3.8.6
MICROBIAL POPULATIONS IN PYTHIUM-SUPPRESSIVE ROCKWOOL GROWN WITH CUCUMBER

J POSTMA and JD VAN ELSAS

DLO Research Institute for Plant Protection (IPO-DLO), PO Box 9060, 6700 GW Wageningen, The Netherlands

Background and objectives
The policy of the the Dutch government in greenhouse horticulture is focused on the development of closed culture systems. Nutrient solutions have to be circulated to minimize pollution. However, root pathogens, and particularly those which produce zoospores, have the potential to spread rapidly in the aqueous environment. Pythium aphanidermatum has been responsible for considerable crop losses in cucumber and control of this pathogen is difficult. Pythium spp., however, are poor competitors relative to other root-colonizing microorganisms. The objectives of this study are (i) to evaluate the capacity of the indigenous microflora to suppress root rot of cucumber plants grown on rockwool, and (ii) to find the key organisms involved in suppressiveness.

Results and conclusion
Rockwool previously grown with cucumbers was found to be suppressive to P. aphanidermatum. In several experiments with nursery plants in an ebb and flow system [1], used rockwool showed 53 to 100 percent less diseased plants than sterilized rockwool after inoculation with P. aphanidermatum. A 26 to 88 percent decrease in disease was present in used compared to new rockwool. The suppressiveness was regained after sterilized rockwool was recolonized by the original microflora due to contact with non-sterilized rockwool, or by addition of nutrient solution obtained from non-sterilized rockwool. However, sterilized rockwool left up to four months at room temperature without any contact with non-sterilized rockwool did not become suppressive.

In order to stimulate or introduce a suppressive microflora, we studied the relation between suppressiveness and the occurrence of certain microbial groups by plate counts and by denaturing gradient gel electrophoresis (DGGE) [2]. This molecular technique allows genetic fingerprinting of populations. Results with plate counts showed that the bacterial numbers in sterilized rockwool increased rapidly, whereas the build up of fungal populations was much slower. Within 2 days total numbers of bacteria were similar in sterilized and non-sterilized rockwool (7.5-7.9 log cfu/g moist rockwool). Furthermore, correlations between suppressiveness and numbers of actinomycetes and Trichoderma spp. were found. Community profiling with DGGE showed distinct shifts in the bacterial populations in rockwool. As soon as a correlation between suppressiveness and specific DGGE patterns is found, interesting bands will be analysed in more detail.
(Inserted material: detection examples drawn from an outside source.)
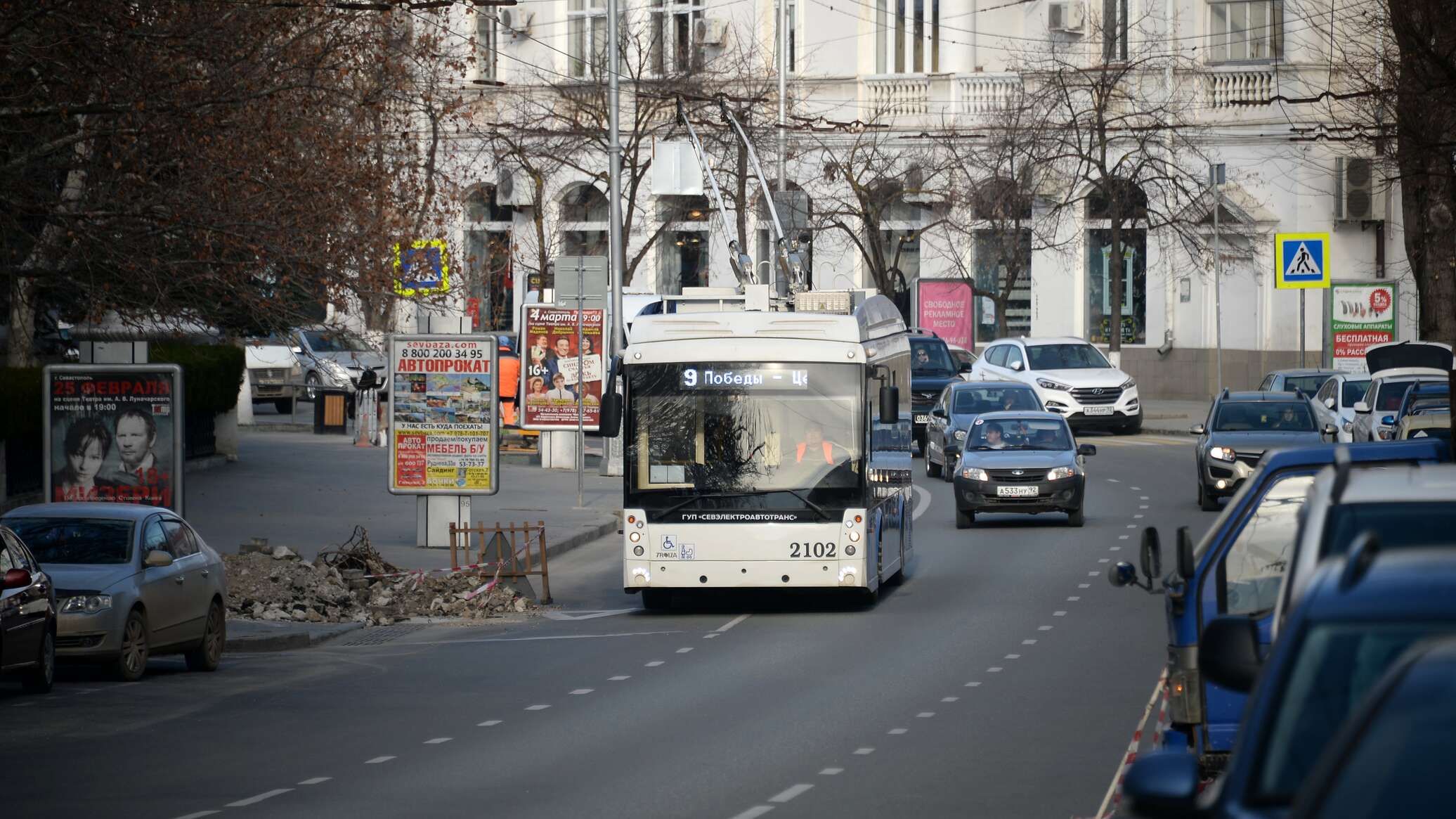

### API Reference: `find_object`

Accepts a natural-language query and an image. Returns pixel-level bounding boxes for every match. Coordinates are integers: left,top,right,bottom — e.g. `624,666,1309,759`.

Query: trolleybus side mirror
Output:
879,386,899,424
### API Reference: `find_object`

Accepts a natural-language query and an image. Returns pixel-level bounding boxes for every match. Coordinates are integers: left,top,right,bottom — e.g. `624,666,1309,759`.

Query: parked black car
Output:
0,526,56,694
925,380,1046,481
1188,389,1335,512
955,413,1096,529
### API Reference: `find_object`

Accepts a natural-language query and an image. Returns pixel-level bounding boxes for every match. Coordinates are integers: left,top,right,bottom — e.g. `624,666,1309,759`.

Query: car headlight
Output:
61,595,110,614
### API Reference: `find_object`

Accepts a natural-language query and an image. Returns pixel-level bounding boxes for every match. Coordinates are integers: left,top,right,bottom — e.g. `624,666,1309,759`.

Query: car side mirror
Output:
879,386,899,424
143,550,171,568
1123,751,1198,819
1198,615,1259,694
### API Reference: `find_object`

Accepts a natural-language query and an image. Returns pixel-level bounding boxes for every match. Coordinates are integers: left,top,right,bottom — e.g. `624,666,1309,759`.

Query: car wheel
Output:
183,600,227,672
20,630,56,694
117,609,151,682
1198,482,1218,512
955,508,975,529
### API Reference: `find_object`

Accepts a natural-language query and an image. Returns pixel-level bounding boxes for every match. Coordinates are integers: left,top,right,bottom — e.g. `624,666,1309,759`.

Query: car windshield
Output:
1319,501,1456,557
6,517,131,565
626,361,865,510
1254,622,1456,804
967,418,1072,452
951,386,1041,415
1318,655,1456,819
1213,401,1315,433
1339,379,1370,406
1285,375,1330,395
910,338,955,376
303,331,371,353
1027,344,1112,370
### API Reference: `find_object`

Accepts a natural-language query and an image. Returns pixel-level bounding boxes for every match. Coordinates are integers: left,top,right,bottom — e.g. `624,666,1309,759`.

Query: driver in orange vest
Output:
793,421,834,466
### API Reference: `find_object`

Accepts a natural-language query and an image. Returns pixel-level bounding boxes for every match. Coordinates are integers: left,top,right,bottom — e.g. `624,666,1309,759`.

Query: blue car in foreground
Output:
1108,440,1445,774
1123,534,1456,819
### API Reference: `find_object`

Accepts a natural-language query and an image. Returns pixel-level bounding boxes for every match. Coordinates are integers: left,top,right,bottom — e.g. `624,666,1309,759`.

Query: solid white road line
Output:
716,615,748,634
227,788,292,807
769,782,814,804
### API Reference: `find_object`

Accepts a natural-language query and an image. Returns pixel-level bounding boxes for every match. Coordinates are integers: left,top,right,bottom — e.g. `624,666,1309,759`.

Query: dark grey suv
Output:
1188,389,1335,512
955,413,1096,529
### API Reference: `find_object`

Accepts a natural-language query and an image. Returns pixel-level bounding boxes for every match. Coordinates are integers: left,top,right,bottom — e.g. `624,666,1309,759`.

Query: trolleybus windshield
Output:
626,361,865,516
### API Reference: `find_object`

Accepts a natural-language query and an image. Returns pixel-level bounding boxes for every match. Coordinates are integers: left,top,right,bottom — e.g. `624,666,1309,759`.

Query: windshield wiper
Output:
777,490,830,520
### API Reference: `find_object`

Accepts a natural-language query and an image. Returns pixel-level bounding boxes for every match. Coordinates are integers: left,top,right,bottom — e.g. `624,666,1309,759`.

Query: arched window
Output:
464,183,515,331
753,181,814,288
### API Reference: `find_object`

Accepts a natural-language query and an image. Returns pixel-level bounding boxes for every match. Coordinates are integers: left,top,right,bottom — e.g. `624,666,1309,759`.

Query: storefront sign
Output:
1330,284,1398,373
389,335,500,496
916,278,973,350
520,304,603,432
42,364,186,515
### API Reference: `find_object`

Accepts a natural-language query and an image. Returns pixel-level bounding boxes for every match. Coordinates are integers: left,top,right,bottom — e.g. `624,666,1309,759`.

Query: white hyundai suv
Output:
971,338,1143,434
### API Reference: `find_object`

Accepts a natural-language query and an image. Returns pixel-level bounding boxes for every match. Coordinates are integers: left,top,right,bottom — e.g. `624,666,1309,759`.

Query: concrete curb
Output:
223,622,364,653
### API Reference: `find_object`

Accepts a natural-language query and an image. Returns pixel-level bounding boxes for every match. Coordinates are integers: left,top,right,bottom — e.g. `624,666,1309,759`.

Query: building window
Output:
1088,228,1148,344
648,0,703,76
875,0,941,75
1209,0,1285,63
464,185,515,331
566,0,607,77
773,0,800,72
474,8,500,80
1103,0,1127,63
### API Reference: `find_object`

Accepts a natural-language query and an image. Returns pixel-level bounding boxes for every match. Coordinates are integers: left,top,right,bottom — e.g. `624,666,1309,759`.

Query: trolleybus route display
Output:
389,335,498,496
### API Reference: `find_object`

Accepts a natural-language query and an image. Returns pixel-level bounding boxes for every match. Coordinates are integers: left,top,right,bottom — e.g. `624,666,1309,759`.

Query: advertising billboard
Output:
519,304,603,432
42,364,186,515
389,335,500,496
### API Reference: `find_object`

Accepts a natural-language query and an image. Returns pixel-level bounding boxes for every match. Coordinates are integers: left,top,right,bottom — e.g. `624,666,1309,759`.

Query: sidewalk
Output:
186,430,622,568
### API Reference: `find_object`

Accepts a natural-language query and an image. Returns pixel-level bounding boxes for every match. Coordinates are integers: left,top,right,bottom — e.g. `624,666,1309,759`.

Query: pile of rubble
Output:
223,529,535,625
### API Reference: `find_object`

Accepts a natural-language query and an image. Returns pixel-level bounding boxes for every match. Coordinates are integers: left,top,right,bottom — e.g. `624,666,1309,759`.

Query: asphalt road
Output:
8,436,1214,819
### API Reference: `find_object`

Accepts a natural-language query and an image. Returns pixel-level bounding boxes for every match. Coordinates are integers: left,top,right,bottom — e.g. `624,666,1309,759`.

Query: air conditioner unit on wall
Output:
1047,0,1088,34
693,18,728,45
1335,157,1384,221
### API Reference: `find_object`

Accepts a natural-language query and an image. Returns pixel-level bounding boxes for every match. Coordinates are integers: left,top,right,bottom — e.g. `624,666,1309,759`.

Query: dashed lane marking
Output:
227,788,292,807
769,782,814,804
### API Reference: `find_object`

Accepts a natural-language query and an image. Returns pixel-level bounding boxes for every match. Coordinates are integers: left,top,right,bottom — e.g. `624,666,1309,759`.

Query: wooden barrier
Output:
450,520,550,605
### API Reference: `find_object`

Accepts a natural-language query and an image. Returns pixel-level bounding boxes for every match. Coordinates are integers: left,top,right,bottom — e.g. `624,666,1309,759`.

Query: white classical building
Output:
416,0,1417,398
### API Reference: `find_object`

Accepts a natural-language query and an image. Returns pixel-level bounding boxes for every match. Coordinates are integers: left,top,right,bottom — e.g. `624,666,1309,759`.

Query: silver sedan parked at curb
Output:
0,503,227,681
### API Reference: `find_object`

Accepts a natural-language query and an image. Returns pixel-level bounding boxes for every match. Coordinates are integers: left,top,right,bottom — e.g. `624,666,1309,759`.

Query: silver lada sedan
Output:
0,503,227,681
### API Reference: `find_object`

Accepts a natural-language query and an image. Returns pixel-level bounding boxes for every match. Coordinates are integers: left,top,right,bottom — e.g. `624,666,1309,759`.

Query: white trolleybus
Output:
613,292,913,609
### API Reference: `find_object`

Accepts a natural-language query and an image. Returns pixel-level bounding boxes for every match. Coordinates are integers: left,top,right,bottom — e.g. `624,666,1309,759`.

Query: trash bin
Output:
313,386,349,436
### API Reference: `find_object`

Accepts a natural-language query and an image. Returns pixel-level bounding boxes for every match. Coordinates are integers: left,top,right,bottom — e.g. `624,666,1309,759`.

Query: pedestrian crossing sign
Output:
1274,233,1330,290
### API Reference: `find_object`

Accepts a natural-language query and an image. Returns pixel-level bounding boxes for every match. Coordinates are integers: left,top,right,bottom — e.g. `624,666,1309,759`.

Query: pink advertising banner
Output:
916,278,975,350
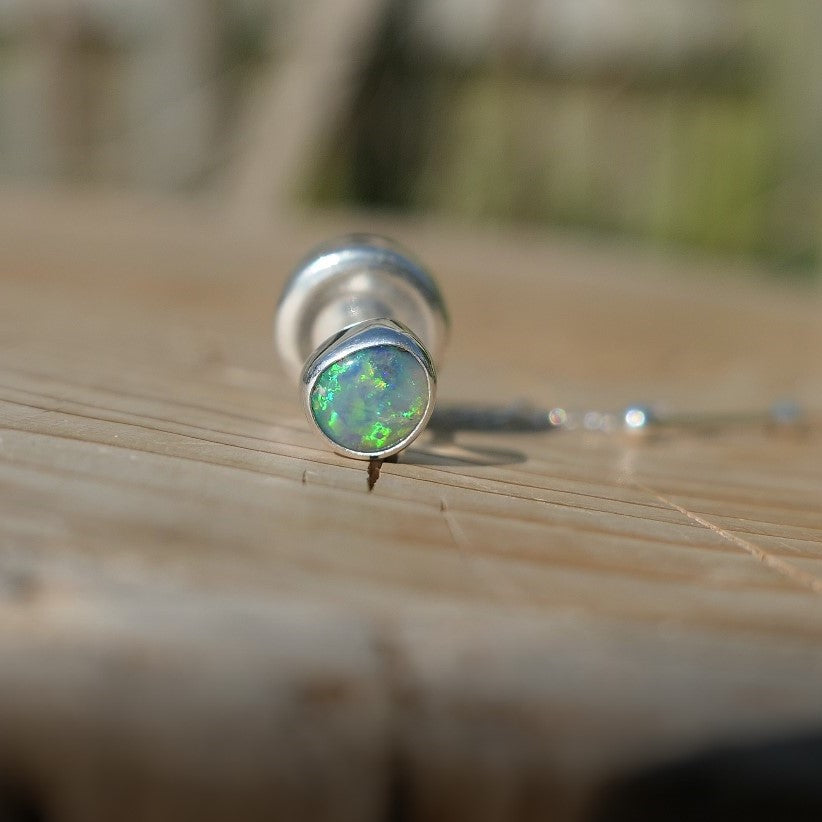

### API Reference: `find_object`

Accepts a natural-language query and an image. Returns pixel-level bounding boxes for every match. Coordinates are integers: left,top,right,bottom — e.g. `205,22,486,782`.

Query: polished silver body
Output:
300,320,437,459
274,234,448,380
274,235,448,459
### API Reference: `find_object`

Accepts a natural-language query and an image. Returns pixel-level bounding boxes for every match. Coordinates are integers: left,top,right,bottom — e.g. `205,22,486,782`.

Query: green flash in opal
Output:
310,345,428,454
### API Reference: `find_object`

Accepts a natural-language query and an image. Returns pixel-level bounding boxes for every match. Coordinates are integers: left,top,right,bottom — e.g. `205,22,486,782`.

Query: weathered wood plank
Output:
0,190,822,822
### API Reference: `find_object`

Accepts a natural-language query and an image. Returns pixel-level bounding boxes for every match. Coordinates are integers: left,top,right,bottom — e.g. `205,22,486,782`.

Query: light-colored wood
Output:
0,190,822,822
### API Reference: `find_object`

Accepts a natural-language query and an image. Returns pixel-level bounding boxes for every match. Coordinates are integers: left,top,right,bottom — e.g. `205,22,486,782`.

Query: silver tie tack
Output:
274,235,448,464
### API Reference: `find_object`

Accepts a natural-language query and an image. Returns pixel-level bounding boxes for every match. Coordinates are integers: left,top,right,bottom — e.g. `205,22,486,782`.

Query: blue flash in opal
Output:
310,345,429,454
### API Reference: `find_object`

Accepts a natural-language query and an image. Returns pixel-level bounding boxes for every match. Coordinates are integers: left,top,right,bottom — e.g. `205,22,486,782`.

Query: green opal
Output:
310,345,428,454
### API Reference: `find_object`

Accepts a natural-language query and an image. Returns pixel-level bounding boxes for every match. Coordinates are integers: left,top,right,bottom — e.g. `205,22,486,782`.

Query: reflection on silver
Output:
274,234,448,381
274,234,448,460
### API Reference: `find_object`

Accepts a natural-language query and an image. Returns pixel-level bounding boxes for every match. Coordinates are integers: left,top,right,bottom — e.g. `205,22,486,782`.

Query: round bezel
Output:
300,320,437,460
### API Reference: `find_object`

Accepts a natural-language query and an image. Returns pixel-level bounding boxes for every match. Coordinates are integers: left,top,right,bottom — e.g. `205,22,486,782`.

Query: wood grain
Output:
0,195,822,822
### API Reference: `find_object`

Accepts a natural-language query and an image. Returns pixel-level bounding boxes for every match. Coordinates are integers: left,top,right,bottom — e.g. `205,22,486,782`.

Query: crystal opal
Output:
310,345,428,454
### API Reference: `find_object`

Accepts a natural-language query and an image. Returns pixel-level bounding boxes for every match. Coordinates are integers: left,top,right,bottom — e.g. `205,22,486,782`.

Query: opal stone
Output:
310,345,428,454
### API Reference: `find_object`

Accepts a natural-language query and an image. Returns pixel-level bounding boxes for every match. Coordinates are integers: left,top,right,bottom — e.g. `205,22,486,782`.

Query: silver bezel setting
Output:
300,320,437,460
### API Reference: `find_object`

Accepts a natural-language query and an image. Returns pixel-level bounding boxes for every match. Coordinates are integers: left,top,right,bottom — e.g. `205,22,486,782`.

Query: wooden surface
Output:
0,190,822,822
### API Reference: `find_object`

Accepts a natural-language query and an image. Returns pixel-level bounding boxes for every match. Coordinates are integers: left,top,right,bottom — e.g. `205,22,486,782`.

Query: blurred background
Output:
0,0,822,278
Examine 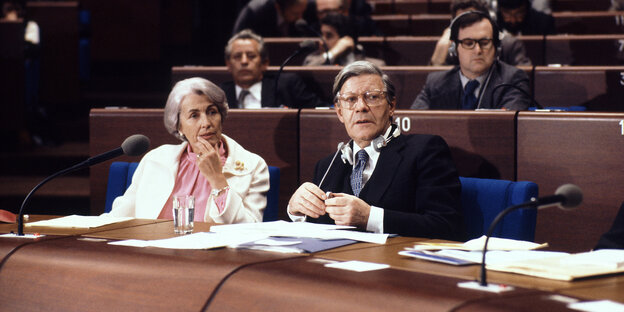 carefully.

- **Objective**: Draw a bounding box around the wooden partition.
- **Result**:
[89,109,298,221]
[518,112,624,252]
[299,109,516,182]
[534,66,624,111]
[26,1,80,112]
[552,11,624,34]
[171,66,454,109]
[0,20,25,146]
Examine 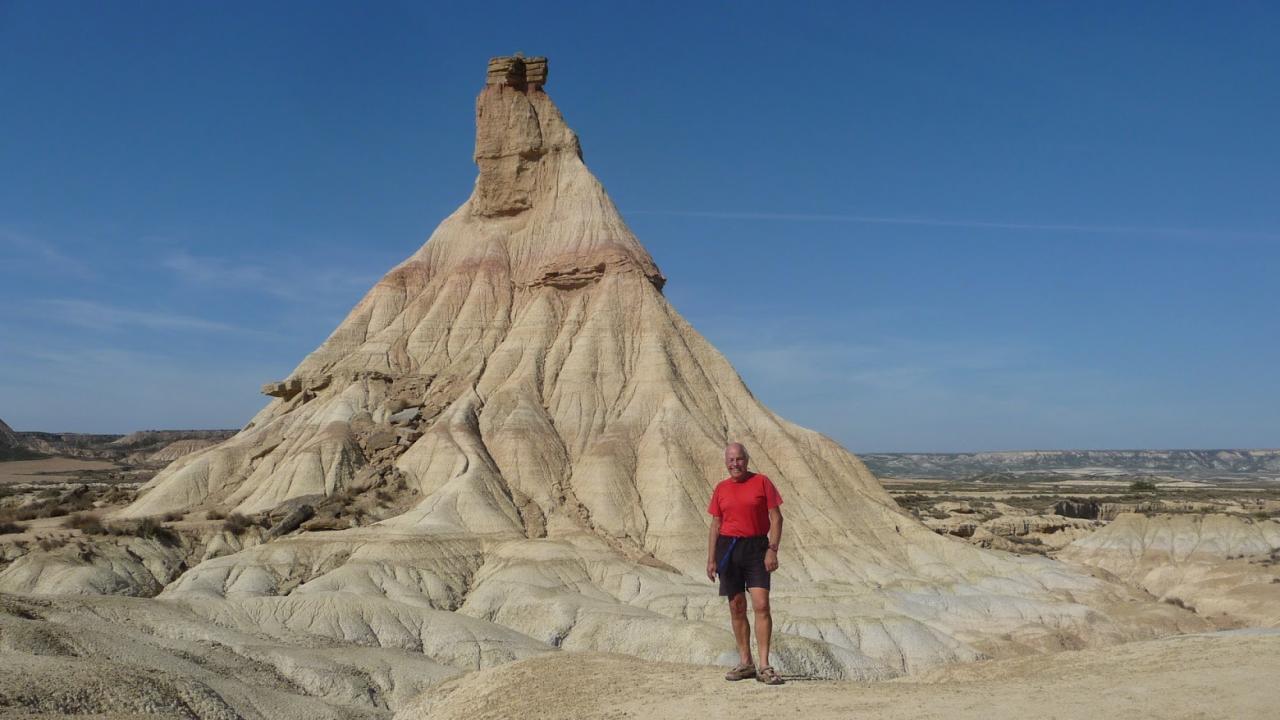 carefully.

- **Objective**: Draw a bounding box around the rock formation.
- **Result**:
[0,420,40,460]
[1060,512,1280,628]
[45,58,1203,678]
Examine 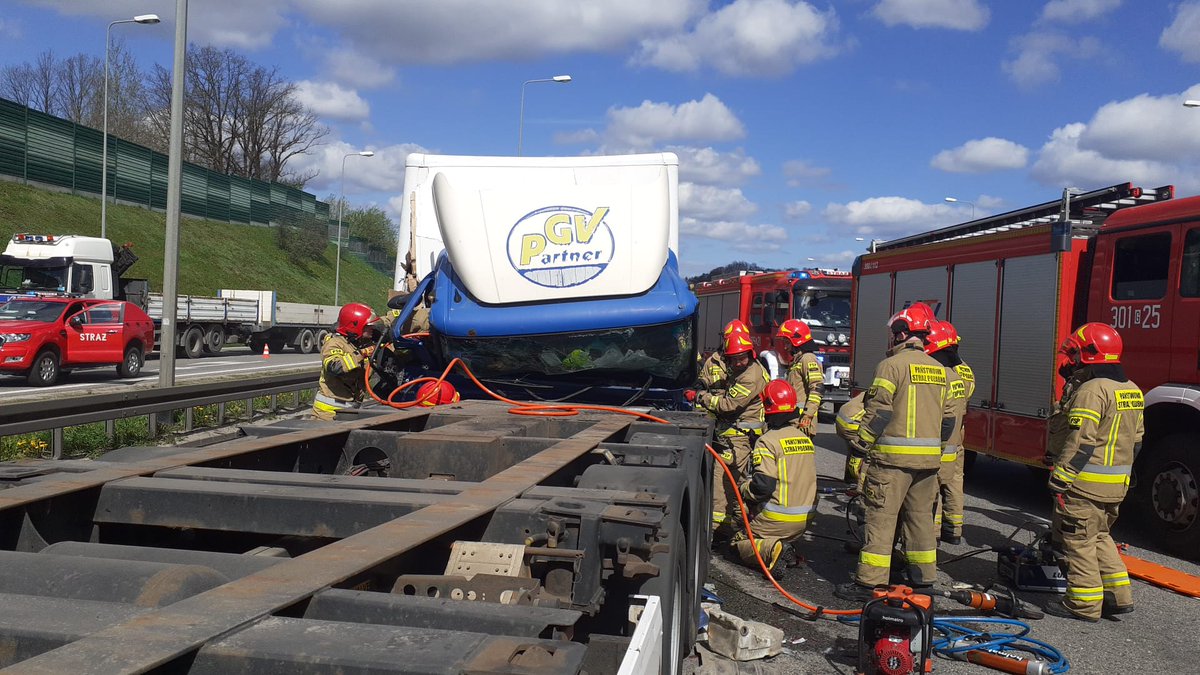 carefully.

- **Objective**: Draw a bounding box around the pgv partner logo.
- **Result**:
[508,207,614,288]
Suppressiveness in rockwool is a new phenomenon which will lead to new opportunities to control diseases in greenhouse horticulture; i.e. in stead of a complete sterilization of substrates, solutions, etc., research will develop methods to optimize the beneficial microflora suppressing Pythium.

References
1. Postma J, Willemsen-de Klein MJEIM, Hoogiand EE, 1996. IOBC wprs Bulletin 19(6), 42-46.
2. Rosado AS, Seldin L, van Eisas JD, 1998. Applied and Environmental Microbiology 59, 695-700.